Two things alerted me that Meghan was going to be the newest member of the Dougherty clan fourteen years ago -- 1) I got weepy while listening to Lullaby, a song by Trout Fishing in America, driving back to Bayfield from the beach in Cornucopia and 2) I was craving pickled jalapeños.

The summer of 2002, I was living on the boat with the kids when the weepy/pickled jalapeños calling card came and rather than take the pregnancy test in Bayfield without Ted, I decided to head back to St Paul. On our way home, I met Liz, my sister, at Grandma's Sports Garden in Duluth for lunch and my suspicions about the fifth Dougherty child were confirmed -- all I could think about was a plate of nachos with a pile of pickled jalapeños on top.

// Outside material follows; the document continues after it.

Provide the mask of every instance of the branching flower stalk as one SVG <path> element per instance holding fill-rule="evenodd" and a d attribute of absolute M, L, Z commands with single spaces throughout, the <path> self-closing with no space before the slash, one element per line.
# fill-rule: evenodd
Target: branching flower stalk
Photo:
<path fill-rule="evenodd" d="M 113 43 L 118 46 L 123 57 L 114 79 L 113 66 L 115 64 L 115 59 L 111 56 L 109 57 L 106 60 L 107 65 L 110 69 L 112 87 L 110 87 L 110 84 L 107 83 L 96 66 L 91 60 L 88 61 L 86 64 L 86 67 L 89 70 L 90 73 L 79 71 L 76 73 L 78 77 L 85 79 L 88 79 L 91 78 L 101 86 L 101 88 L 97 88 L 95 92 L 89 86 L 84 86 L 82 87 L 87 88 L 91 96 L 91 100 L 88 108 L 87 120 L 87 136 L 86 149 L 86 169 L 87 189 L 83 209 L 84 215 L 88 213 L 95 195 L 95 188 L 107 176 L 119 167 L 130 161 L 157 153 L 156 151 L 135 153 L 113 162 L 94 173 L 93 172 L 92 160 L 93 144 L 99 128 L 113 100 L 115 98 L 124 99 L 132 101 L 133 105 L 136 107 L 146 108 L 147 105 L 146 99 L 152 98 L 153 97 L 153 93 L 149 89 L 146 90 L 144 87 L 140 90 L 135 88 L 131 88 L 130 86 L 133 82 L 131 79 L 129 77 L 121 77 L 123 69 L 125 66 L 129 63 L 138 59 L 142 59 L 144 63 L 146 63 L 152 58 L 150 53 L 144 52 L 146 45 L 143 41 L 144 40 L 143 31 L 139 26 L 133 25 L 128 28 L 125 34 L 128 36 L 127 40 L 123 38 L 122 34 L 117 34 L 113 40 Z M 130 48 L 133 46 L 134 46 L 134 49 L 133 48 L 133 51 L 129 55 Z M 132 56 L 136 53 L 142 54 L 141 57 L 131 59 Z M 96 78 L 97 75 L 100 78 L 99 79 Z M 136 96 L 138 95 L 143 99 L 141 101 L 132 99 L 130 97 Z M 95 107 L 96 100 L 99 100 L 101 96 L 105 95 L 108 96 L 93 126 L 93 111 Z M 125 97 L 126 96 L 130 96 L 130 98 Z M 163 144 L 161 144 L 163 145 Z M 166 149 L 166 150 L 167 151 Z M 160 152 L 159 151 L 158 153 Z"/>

This jalapeño craving wasn't a new thing for me -- I always had a hankering for spicy food when I was pregnant. I couldn't get enough jalapeño poppers when I was pregnant with Jack and in fact, it was a jalapeño popper lunch at Pasqual's in Uptown that jump-started my labor with him. I guess pregnancy messages come in all sorts of shapes, sizes, and flavors......and pickled jalapeños are still a staple in our kitchen, even if our baby days are over! 

Pickled Jalapeños

2 cups water
2 cups white vinegar
1/4 cup white sugar
3 tablespoons kosher salt
4 pounds jalapeños, sliced and seeded (keep the seeds if you like it spicy)
1/2 cup cilantro, rough chopped
1/4 cup peppercorns
7 garlic cloves
A couple of sprigs of oregano
Handful of lime slices

Preparation
Heat a large stockpot or canner with water and bring to a boil. 

Heat the water, vinegar, sugar, and salt in a saucepan and bring to a boil. While the water/vinegar mixture is heating up, divide the sliced jalapeños, cilantro, peppercorns, garlic, oregano, and limes among 6 or 7 half-pint sterilized canning jars. Pour the water/vinegar mixture into each canning jar, leave about a 1/2-inch headspace at the top, place the lids on, and screw on the rings until just finger-tight.

Carefully transfer the jars to the stockpot/canner. When all the jars are in the canner, there should be at least 1 inch water covering them; if you need more, add water from the kettle until the jars are sufficiently covered. Bring the water to a full rolling boil, and process for 5 minutes. Using canning tongs, gently remove the jars from the stockpot/canner and transfer them to a kitchen towel or cooling rack, keeping them vertical. Leave to cool, undisturbed, for at least 12 hours. Store in a cool/dark place for up to one year.